A Newton Aycliffe-based company has put in a £1m bid to the Government’s enterprise fund as part of plans to become the UK’s only manufacturer of washing machines.
As reported in today’s Northern Echo, Ebac wants to start building washing machines and fridge-freezers, creating another 200 North-East jobs.
The firm, which employs 186 people at its Aycliffe Business Park factory, is better known for making dehumidifiers and water coolers employs, but now wants to expand into creating these kitchen appliances after the management team spotted a gap in the market.
If successful with its Regional Growth Fund bid, the firm will raise another £7m through private finance to create another manufacturing facility near its headquarters in Aycliffe, and could be building washing machines and fridge-freezers in 18 months to two years.
The company, founded by John Elliott in 1973, would be hoping for a 5% share of the UK market in both washing machines and fridge-freezers, producing about 100,000 of each a year.

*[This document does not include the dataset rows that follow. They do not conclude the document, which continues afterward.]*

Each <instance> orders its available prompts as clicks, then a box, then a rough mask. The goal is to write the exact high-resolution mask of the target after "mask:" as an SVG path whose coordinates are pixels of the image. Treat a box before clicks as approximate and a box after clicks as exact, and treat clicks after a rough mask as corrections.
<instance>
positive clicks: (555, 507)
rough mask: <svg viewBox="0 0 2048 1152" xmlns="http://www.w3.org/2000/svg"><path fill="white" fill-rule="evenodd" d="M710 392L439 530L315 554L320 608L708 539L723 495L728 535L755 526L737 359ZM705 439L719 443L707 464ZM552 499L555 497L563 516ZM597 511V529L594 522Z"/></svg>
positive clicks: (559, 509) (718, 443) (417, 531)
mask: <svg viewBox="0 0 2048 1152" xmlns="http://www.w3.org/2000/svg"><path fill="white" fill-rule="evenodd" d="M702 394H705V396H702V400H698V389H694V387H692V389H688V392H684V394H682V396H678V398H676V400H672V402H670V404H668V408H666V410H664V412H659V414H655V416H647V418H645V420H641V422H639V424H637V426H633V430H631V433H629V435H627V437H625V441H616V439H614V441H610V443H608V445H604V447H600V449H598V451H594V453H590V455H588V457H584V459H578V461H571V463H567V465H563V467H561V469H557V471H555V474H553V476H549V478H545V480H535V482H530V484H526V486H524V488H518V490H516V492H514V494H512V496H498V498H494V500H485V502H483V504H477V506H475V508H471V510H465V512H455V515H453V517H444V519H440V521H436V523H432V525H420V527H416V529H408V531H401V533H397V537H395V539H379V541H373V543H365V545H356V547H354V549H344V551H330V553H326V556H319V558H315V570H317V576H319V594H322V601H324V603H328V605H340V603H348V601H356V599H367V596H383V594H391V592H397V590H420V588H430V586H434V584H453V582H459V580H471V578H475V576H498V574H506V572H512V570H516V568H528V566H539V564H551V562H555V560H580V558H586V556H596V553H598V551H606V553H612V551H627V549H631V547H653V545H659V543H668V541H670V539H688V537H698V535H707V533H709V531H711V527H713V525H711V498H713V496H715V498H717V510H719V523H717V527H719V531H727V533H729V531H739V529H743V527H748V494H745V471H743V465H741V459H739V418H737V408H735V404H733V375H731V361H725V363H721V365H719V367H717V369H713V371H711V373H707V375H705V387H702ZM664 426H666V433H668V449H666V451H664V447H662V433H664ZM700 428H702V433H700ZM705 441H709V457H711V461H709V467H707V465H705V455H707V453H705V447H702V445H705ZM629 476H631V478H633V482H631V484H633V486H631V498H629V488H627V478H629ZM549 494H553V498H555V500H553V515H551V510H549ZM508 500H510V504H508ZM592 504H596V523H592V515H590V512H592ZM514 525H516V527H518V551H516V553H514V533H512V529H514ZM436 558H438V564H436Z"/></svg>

The company, which already exports half the goods it manufactures, would also look to markets overseas to sell washing machines and fridge-freezers.
Managing director Pamela Petty (pictured), Mr Elliott’s daughter, said the UK imported four million washing machines every year, with the majority of these made in Italy.
“There are no UK manufacturers of washing machines,” she told the Echo.
“We are importing four million each year and each washing machine costs £15 just to import.
“We want to create a product which is well-made and reliable, like the rest of the Ebac range – one that does what it says on the tin. We want people to buy Ebac because it’s the best, not because we make them here.
“Like our dehumidifiers, it will be a mid-premium range. We have costed the whole thing – we know exactly how much our washing machines are going to cost us and what we need to invest.
“We have already had letters of interest from Argos and Comet, and also some of our independent suppliers.”
The firm is looking to expand after consolidating the business following a turbulent time about seven years ago, when the dehumidifier and water cooler markets matured, causing production to fall from 100,000 of each product to about 35,000 dehumidifiers and 50,000 water coolers a year.
The firm shed 25 staff, paid off about £15m of debt, reduced costs and restructured the firm to ensure the same problems would not reoccur.
It is the second time the firm has applied to the Regional Growth Fund to help with its expansion plans, after it was unsuccessful in round two of the fund.
“The feedback we got last time was that our numbers worked,” said Mrs Petty.
“Hopefully, this time we have put a better case forward and told them more about the company.
“Hopefully, the team at the Department of Business, Innovation and Skills will see we are ready to go and that we know our numbers.
“This project is exactly the sort of thing they say they are looking for, but it is a very competitive process.”
However, Mrs Petty said if the Regional Growth Fund refused the bid again, the expansion plans would not go ahead.
“Whatever we do with this, it has got to be a risk-free approach. It is about well-made, reliable products,” she said.
“We have got two very good businesses which make a profit and generate cash.
“We are in a really good position to make a big leap forward and that is what we want to do with the washing machines project. But the most important thing is to protect the businesses and the jobs we already have.
“We must not risk 200 jobs.”
The Government will announce which bids to the fund have been successful at the end of next month.